You can use the DuplicateFilter to remove duplicate rows.
The DuplicateFilter that @geomancer suggests is a great way. There's some alternatives:
- A Sampler, grouping on the attribute(s) you want to get the unique values for, a sampling rate of 1 and set to let the first feature through
- An InlineQuerier, in which you can do a SELECT DISTINCT (what it does is build an internal database of your input data against which you can perform SQL queries and then it outputs FME features again)
I haven't benchmarked this myself but a gut feeling says that the Sampler is probably not going to be the fastest option.
Another idea to throw into the mix!:
You can also use a python startup script using pandas and perform the equivalent to SQL's select distinct and then just write out a copy and then read the csv copy into your workspace:
import pandas as pd
input = "your in csv path.csv here"
output = "your out copy csv path.csv here"
## read csv; index_col=False will remove the index to prevent a read of index col
df = pd.read_csv(input,index_col=False)
## df.drop_duplicates() = Selecting distinct values in a column of a SQL table, translated to Python's pandas.

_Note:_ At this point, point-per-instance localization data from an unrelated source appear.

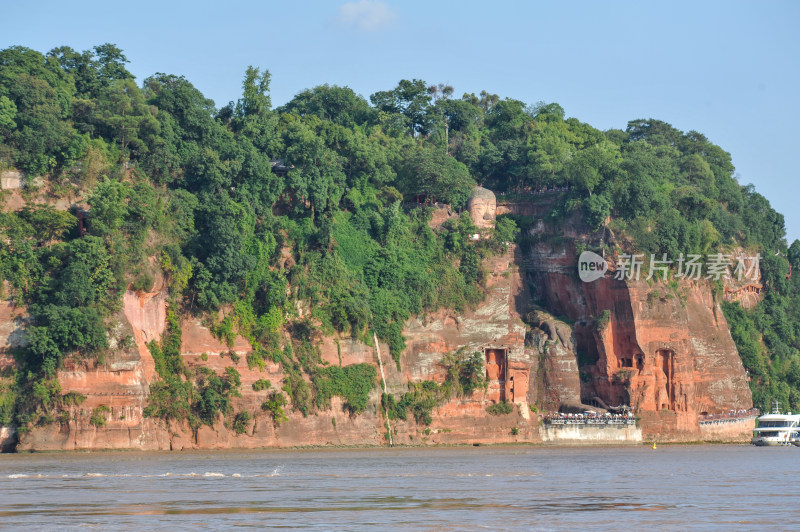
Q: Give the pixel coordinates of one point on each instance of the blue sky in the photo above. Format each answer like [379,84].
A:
[728,69]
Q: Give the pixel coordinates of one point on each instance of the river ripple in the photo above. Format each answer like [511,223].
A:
[463,488]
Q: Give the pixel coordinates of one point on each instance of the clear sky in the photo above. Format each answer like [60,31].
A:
[728,69]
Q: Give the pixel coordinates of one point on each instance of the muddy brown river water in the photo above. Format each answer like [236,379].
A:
[460,488]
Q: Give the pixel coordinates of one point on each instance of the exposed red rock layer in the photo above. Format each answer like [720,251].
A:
[666,351]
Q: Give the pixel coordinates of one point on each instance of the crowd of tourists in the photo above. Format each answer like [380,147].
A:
[588,417]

data = df.drop_duplicates()
## write back out as copy so we don't disturb original raw data; don't write index col
data.to_csv(output, index=False)
### after this python startup script runs, just use a fme csv reader to read into the workspace the copy we just wrote out
To import distinct values from a CSV file into an SQL table while eliminating duplicates, create a staging table, bulk insert the CSV data, and use INSERT INTO ... SELECT DISTINCT to transfer unique records to the target table. Drop the staging table if no longer needed for a streamlined process.